Deutscher Generalkonsul: Genehmigungsverfahren für visafreie Einreise für junge Russen angelaufenQuelle: www.globallookpress.com © Pawel Lissizyn

Der Koalitionsvertrag zwischen den Parteien SPD, Bündnis 90/Die Grünen und FDP sieht vor, dass russische Schüler und Studenten unter 25 Jahren künftig visafrei in die Bundesrepublik einreisen dürfen. Darauf verwies Deutschlands Generalkonsul für Sibirien und Fernost Bernd Finke im Laufe seines Besuchs in Tomsk gegenüber Reportern.

Finke zufolge begleitet das Generalkonsulat Nowosibirsk zurzeit russische Studenten und Universitätsprofessoren erfolgreich bei der Visabeantragung. Finke hofft, dass man diesen Vorgang durch die Umsetzung der Pläne der Bundesregierung in der Zukunft von der Tagesordnung streichen kann:

"Dies wäre eine gute Nachricht für die deutsch-russischen Beziehungen im Hinblick auf den Jugendaustausch im Bereich der Wissenschaftsentwicklung."

Im Koalitionsvertrag sei allerdings nicht berücksichtigt worden, dass Deutschland als Teilnehmer des Schengener Abkommens die Zustimmung aller Vertragsparteien zur Abschaffung der Visapflicht für diese Reisegruppe benötigt. Der Generalkonsul versicherte aber:

"Das Genehmigungsverfahren ist bereits angelaufen."

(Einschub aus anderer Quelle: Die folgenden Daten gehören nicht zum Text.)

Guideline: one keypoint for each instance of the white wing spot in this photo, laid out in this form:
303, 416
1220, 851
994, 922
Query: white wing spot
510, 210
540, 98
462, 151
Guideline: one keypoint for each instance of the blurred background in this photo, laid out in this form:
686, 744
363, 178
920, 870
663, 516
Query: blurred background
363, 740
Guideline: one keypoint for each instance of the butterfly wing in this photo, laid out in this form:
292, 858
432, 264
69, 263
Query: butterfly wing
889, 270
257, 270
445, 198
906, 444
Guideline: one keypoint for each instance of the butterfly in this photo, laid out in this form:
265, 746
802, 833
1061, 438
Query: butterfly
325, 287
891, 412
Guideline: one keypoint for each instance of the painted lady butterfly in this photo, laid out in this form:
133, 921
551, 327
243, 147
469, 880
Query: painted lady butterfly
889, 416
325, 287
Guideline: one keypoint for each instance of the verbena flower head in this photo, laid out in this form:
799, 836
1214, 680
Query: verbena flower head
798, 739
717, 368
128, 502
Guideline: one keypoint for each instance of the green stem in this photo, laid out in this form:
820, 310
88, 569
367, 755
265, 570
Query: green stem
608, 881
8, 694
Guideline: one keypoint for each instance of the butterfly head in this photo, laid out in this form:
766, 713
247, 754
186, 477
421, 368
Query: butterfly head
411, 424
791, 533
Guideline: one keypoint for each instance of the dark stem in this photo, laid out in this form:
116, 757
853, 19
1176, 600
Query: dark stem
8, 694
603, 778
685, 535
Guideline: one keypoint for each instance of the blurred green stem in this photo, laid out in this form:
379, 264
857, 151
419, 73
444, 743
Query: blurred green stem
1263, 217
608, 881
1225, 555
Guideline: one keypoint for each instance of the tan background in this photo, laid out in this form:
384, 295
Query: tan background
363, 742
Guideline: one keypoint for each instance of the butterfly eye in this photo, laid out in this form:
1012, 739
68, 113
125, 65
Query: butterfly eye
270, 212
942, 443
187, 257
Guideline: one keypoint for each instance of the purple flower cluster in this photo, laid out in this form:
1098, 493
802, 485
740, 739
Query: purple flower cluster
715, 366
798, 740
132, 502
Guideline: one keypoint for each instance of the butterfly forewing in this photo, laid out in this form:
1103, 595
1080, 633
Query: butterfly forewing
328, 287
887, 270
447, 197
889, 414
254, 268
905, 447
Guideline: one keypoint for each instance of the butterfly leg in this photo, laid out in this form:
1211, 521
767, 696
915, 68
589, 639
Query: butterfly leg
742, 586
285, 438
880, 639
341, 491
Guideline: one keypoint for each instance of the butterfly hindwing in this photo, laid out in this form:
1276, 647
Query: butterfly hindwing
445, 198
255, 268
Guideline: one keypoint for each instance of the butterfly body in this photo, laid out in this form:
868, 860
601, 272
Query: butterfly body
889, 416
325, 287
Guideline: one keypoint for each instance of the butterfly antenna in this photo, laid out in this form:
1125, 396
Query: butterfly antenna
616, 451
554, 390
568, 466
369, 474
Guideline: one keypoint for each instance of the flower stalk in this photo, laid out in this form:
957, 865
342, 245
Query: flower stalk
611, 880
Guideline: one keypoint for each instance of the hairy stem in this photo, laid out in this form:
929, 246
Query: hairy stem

Die genaue Frist, in der die Visafreiheit für junge Leute aus Russland eingeführt werden könnte, ließ Finke zunächst offen.

Gespräche über Visafreiheit mit Russland sind nicht neu. Bereits im Mai 2005 hatten die Russische Föderation und die EU ihre Absicht angekündigt, eine visafreie Einreise einzuführen. Im Jahr 2006 wurde ein Abkommen über eine vereinfachte Regelung unterzeichnet. Nächstes Jahr nahmen beide Seiten einen Dialog über visafreies Reisen auf. Jedoch wurden die Verhandlungen durch einen Beschluss des EU-Gipfels vom 6. März 2014 als Teil der ersten Sanktionsmaßnahmen im Zusammenhang mit der Ukrainekrise ausgesetzt.